Norway’s $800 billion wealth fund to double investments in renewables and energy efficiency

Source: Google

Source: Google

By Sophie Yeo

Norway has proposed to double investment in environmental companies to US$ 8.4 billion as part of its plans to restructure its sovereign wealth fund.

Announcing an overhaul of the fund today, the Ministry of Finance said that the amount of money invested into environmental stocks would increase from 20-30bn Norwegian kroner to ($3.34bn-$5bn) to NKr 30-50bn ($5bn-$8.4bn).

The increased finance represents a tiny portion of the fund’s total worth. Valued at around US$ 868bn, Norway’s sovereign wealth fund is the largest in the world. It is made up of income from the country’s lucrative oil industry.

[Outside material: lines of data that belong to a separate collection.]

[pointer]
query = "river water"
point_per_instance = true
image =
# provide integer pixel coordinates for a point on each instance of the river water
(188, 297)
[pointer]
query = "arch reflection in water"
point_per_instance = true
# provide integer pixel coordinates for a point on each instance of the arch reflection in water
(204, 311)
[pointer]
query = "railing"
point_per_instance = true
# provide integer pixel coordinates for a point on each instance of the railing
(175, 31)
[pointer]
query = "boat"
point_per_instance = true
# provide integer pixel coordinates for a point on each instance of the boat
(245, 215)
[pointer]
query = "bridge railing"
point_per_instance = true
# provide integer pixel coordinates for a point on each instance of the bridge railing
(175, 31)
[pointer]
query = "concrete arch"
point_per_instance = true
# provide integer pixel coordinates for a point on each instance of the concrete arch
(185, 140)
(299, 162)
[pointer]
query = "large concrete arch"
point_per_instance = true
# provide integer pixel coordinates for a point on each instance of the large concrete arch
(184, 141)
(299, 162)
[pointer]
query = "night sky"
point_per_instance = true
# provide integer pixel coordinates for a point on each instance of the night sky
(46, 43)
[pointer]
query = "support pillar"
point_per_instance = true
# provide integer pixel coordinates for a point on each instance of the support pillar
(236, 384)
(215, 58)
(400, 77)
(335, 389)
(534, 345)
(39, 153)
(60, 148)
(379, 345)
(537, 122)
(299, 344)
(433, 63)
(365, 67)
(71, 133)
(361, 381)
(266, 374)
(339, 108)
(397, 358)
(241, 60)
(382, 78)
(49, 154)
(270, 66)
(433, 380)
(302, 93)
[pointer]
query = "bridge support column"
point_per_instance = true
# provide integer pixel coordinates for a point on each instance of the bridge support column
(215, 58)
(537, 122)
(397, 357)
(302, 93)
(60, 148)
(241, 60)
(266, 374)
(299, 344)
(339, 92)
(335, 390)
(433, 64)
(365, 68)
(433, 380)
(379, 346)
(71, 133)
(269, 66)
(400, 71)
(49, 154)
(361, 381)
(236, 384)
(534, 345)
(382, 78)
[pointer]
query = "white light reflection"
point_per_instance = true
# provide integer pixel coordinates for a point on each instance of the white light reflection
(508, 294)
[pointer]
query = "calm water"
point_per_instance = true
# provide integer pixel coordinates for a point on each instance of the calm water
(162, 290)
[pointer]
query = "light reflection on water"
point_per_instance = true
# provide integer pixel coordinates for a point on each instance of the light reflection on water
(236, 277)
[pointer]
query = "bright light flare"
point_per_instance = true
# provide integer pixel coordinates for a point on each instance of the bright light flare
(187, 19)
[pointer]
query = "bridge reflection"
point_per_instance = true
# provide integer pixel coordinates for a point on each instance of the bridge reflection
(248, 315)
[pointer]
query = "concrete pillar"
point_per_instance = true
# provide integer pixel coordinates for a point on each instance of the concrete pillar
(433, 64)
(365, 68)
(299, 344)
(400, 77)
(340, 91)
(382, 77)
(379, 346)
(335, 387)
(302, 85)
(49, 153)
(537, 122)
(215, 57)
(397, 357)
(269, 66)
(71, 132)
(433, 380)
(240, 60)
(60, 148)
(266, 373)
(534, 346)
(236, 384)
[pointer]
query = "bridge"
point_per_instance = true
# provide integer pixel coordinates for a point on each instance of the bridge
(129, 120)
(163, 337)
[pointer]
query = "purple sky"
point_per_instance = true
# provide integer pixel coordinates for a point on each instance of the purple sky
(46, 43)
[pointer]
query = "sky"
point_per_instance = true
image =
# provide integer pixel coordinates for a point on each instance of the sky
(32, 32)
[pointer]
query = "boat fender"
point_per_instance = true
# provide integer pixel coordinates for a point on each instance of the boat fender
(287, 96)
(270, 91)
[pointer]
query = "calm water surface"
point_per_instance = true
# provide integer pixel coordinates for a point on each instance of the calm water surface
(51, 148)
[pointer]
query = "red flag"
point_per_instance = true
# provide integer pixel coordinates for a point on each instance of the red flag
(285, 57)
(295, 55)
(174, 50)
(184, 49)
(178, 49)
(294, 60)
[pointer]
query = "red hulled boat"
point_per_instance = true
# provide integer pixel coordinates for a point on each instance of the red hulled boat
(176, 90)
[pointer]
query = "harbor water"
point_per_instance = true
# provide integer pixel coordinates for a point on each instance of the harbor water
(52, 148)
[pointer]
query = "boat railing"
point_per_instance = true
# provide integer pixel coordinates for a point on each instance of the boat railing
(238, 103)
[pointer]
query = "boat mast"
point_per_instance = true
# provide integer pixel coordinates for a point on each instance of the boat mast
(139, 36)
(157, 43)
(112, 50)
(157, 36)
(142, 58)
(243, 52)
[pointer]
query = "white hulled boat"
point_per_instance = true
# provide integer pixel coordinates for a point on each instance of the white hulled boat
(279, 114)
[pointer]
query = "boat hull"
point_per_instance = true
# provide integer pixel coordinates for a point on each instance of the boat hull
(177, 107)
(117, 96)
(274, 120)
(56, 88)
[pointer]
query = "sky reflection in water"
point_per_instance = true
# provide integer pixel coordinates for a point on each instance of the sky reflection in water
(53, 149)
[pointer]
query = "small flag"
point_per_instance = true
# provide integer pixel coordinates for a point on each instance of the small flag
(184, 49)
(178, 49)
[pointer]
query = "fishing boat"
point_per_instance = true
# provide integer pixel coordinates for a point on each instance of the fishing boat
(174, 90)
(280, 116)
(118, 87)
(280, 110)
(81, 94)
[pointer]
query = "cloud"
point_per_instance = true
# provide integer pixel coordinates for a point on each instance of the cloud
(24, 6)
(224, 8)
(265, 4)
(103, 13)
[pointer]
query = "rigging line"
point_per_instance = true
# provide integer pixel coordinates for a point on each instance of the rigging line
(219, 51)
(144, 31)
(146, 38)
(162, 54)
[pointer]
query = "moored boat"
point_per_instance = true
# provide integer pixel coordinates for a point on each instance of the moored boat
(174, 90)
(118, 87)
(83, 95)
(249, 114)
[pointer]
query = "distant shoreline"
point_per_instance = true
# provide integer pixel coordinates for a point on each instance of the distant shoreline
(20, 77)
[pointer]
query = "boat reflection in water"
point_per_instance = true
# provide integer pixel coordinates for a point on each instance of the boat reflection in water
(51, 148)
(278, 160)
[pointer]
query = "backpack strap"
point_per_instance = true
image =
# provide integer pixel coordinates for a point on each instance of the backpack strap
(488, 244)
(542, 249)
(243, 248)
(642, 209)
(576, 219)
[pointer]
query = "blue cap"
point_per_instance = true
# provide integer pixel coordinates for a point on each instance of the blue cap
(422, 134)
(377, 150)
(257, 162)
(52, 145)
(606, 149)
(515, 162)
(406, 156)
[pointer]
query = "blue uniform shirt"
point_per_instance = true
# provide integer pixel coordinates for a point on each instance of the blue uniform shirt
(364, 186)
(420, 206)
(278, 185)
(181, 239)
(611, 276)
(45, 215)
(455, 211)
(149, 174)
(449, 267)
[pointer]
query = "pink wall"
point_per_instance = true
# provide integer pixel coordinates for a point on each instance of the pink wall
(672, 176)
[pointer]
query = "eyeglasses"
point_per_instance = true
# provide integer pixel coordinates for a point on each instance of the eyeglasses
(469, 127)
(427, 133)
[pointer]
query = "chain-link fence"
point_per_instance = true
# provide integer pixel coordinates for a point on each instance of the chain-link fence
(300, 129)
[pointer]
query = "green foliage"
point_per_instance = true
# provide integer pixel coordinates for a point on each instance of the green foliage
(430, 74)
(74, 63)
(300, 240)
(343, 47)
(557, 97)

“Even those nations that made their fortune on oil are starting to see it’s not the future – the race to the exits is starting,” said 350.org co-founder Bill McKibben.

Campaigners have long highlighted the fund’s capacity to challenge the fossil fuels and promote renewable energy through its investment decisions.

Despite the increase, today’s announcement was seen as a disappointment to some, who had hoped the government would earmark up to 5% of the fund for renewable energy investments, which they would invest directly in projects, rather than through stocks.

“This is a sovereign wealth fund that has invested in real estate in London and in Formula One,” Samantha Smith, head of climate and energy at WWF, told RTCC.

“Our view was that the mandate for investment in renewables should be like the mandate for real estate. It should be 5% of the fund’s assets, and they should be able to invest in hard assets, not just in the stock market, so directly into solar and wind projects.”

She added that Norway’s new centre-right government had “failed to deliver” on hints it delivered last month that renewable energy would receive a boost from the overhaul of its wealth fund.

Christa Clapp, a senior adviser on finance at the Centre for International Climate and Environmental Research Oslo, told RTCC: “It’s a very positive move to start thinking about climate impacts and the renewable energy increase is an important first step but it needs to be more broadly incorporated.”

Divestment

The Ministry of Finance said today that it would continue to review further increases to the fund’s investment in renewable energy, as this could potential reduce returns on the fund.

The fund “is not a tool to boost government investments in emerging markets of renewables,” Minister of Finance Siv Jensen said at a press conference in Oslo.

The government is also under pressure to stop investing in oil and coal. The finance ministry announced today that they would set up an expert panel to review these investments, which would present their findings in November this year.

“It’s great that the world’s biggest investment fund is moving more money into renewables but there is little point if they’re spending huge sums of money digging up more fossil fuels at the same time,” said 350.org European divestment coordinator Tim Ratcliffe.

At the same time, it disbanded the fund’s independent council of ethics, which takes decisions on whether to stop investing in certain companies on moral grounds. It is to be replaced by a watchdog operated by the fund itself – a move that some believe could undermine the transparency of the process.

Oeystein Doerum, chief economist at Oslo-based bank DNB Markets, told Reuters in November last year that “the more independent the council on ethics is, the better.”